= Shia Islam in Uzbekistan =

Shi'a Islam in Uzbekistan is a small minority sect, composed almost entirely of ethnic-Iranians. There are only three registered Shi'a mosques in the country, two in Samarkand and one in Bukhara; both of these cities have residents of Iranian descent.

==Pre-Soviet history==
Historian Jed Snyder notes that prior to the Russian invasions at the end of the 1800s, skirmishes were "not uncommon" between Shi'a and Sunni factions in Samarkand. He notes, however, that the Shi'a were largely assimilated by the Sunni in the period following Russian occupation.
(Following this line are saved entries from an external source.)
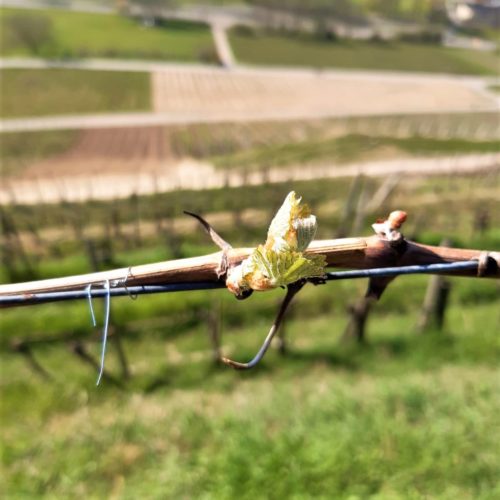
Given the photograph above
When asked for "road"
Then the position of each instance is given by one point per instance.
(200, 176)
(193, 93)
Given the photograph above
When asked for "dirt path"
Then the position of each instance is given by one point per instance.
(184, 94)
(198, 176)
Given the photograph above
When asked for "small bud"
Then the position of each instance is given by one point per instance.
(396, 219)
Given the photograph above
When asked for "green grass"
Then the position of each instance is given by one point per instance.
(21, 149)
(97, 35)
(30, 92)
(406, 417)
(308, 51)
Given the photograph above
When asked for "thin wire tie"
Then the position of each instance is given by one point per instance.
(91, 307)
(107, 308)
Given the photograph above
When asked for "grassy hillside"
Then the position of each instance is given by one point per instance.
(407, 415)
(77, 34)
(27, 92)
(303, 50)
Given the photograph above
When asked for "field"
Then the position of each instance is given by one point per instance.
(307, 51)
(407, 415)
(78, 35)
(139, 159)
(27, 92)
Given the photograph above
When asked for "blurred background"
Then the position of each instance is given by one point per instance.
(117, 115)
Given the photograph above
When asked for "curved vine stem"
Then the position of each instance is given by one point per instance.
(292, 290)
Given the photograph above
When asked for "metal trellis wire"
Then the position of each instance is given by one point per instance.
(95, 292)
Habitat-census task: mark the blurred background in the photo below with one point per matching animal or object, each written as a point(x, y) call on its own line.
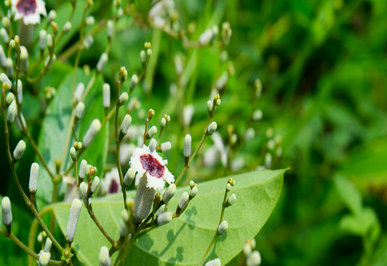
point(322, 66)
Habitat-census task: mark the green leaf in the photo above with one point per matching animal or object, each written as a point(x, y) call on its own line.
point(56, 127)
point(185, 239)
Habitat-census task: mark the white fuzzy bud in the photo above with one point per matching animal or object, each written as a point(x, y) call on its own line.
point(12, 112)
point(83, 169)
point(223, 227)
point(123, 98)
point(104, 258)
point(73, 219)
point(94, 184)
point(152, 145)
point(215, 262)
point(166, 146)
point(106, 95)
point(254, 259)
point(79, 110)
point(93, 130)
point(6, 211)
point(164, 218)
point(169, 193)
point(44, 258)
point(187, 145)
point(152, 131)
point(102, 62)
point(183, 200)
point(19, 150)
point(67, 27)
point(212, 128)
point(129, 177)
point(125, 124)
point(34, 173)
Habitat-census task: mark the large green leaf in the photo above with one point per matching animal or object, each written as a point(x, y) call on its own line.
point(185, 239)
point(56, 126)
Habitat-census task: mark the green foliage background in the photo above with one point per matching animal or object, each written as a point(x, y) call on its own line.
point(323, 67)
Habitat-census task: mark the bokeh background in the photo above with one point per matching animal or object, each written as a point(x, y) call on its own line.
point(322, 65)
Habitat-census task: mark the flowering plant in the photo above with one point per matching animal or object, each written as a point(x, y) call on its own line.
point(94, 124)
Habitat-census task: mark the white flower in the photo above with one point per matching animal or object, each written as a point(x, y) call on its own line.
point(110, 184)
point(29, 10)
point(150, 163)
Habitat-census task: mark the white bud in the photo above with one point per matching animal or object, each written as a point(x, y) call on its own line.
point(187, 145)
point(44, 258)
point(212, 128)
point(12, 112)
point(166, 146)
point(123, 98)
point(79, 91)
point(42, 39)
point(169, 193)
point(104, 258)
point(94, 184)
point(83, 169)
point(152, 145)
point(67, 27)
point(106, 95)
point(125, 124)
point(110, 28)
point(6, 211)
point(223, 227)
point(102, 62)
point(183, 200)
point(4, 35)
point(129, 177)
point(215, 262)
point(19, 150)
point(73, 219)
point(79, 110)
point(90, 20)
point(164, 218)
point(254, 259)
point(93, 130)
point(34, 173)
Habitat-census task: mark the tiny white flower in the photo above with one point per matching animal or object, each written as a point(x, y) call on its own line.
point(29, 10)
point(150, 163)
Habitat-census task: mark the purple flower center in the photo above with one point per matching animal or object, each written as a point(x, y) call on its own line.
point(152, 165)
point(26, 6)
point(113, 188)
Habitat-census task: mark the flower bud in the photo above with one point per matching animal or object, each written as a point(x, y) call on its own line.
point(253, 259)
point(166, 146)
point(152, 131)
point(34, 173)
point(83, 169)
point(183, 200)
point(95, 184)
point(164, 218)
point(93, 130)
point(12, 112)
point(129, 177)
point(102, 62)
point(169, 193)
point(187, 145)
point(6, 211)
point(79, 110)
point(19, 150)
point(44, 258)
point(223, 227)
point(125, 124)
point(106, 95)
point(212, 128)
point(73, 219)
point(104, 258)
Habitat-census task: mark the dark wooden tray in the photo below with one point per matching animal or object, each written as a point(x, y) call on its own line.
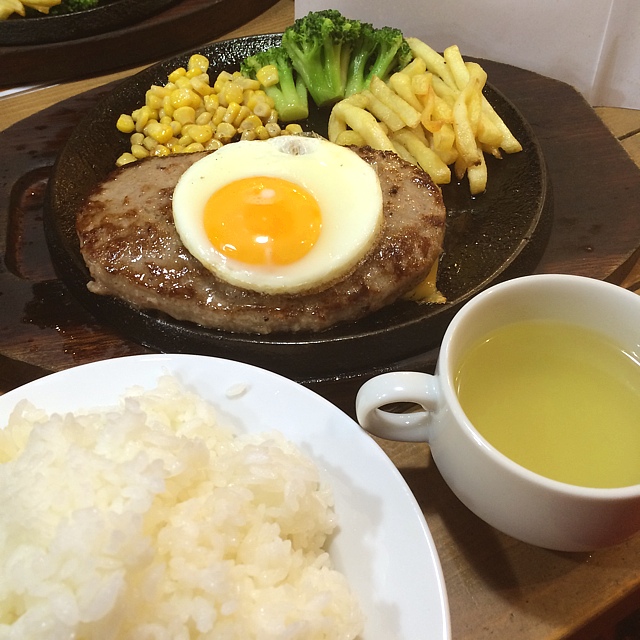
point(596, 229)
point(142, 42)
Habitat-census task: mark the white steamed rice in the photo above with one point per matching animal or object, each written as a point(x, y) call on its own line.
point(152, 521)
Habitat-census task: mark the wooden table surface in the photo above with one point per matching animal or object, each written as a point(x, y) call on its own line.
point(497, 586)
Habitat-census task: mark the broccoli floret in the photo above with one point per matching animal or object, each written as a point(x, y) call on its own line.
point(378, 52)
point(289, 94)
point(320, 46)
point(72, 6)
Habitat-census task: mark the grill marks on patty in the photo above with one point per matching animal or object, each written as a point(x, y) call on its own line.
point(133, 252)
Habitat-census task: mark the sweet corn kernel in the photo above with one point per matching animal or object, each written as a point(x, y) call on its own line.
point(185, 115)
point(125, 158)
point(225, 132)
point(201, 86)
point(231, 112)
point(153, 100)
point(204, 117)
point(185, 97)
point(243, 113)
point(139, 151)
point(262, 110)
point(213, 145)
point(160, 151)
point(160, 132)
point(262, 133)
point(189, 114)
point(211, 102)
point(218, 116)
point(250, 122)
point(149, 143)
point(193, 147)
point(200, 133)
point(125, 124)
point(293, 128)
point(268, 75)
point(233, 93)
point(198, 61)
point(273, 129)
point(177, 73)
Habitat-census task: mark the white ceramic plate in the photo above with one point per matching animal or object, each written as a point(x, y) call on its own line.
point(384, 546)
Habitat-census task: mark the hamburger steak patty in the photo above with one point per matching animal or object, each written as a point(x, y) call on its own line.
point(133, 251)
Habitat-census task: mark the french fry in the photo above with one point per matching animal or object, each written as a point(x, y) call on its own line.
point(477, 176)
point(434, 61)
point(364, 123)
point(335, 126)
point(383, 112)
point(443, 142)
point(463, 128)
point(409, 115)
point(432, 113)
point(401, 84)
point(421, 83)
point(426, 157)
point(416, 67)
point(456, 65)
point(509, 143)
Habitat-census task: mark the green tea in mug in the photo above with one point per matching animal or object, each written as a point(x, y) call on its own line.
point(560, 400)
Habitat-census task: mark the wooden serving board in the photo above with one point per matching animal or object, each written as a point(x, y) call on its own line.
point(182, 25)
point(596, 227)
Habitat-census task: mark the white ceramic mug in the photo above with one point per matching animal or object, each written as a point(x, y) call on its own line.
point(513, 499)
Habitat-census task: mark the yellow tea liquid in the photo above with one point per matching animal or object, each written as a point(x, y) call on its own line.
point(560, 400)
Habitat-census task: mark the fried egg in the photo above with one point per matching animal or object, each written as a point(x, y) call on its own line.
point(284, 215)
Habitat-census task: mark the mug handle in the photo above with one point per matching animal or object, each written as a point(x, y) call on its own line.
point(398, 386)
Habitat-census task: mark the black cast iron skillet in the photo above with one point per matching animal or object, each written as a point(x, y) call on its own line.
point(497, 235)
point(107, 16)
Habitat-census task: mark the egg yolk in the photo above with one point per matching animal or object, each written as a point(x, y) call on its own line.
point(263, 220)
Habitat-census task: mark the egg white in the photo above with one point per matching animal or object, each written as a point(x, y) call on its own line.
point(346, 188)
==Current discrimination==
Though the government has allowed these registered Shi'a mosques to operate, some Uzbek Shi'a are concerned that the government prevents the registration of new Shi'a mosques, and that the official national religious body, the Spiritual Administration of Muslims in Uzbekistan, has no Shi'a representation. Further, since the Soviet era there have been no Shi'a madrassas in the nation, and no new ones have been registered since independence. Those seeking to become Shi'a religious leaders can only obtain a Shi'a education by going to Iran, but Shi'a credentials received in Iran are not recognised by the Uzbek government, leaving a dearth of officially recognised Shi'a leadership.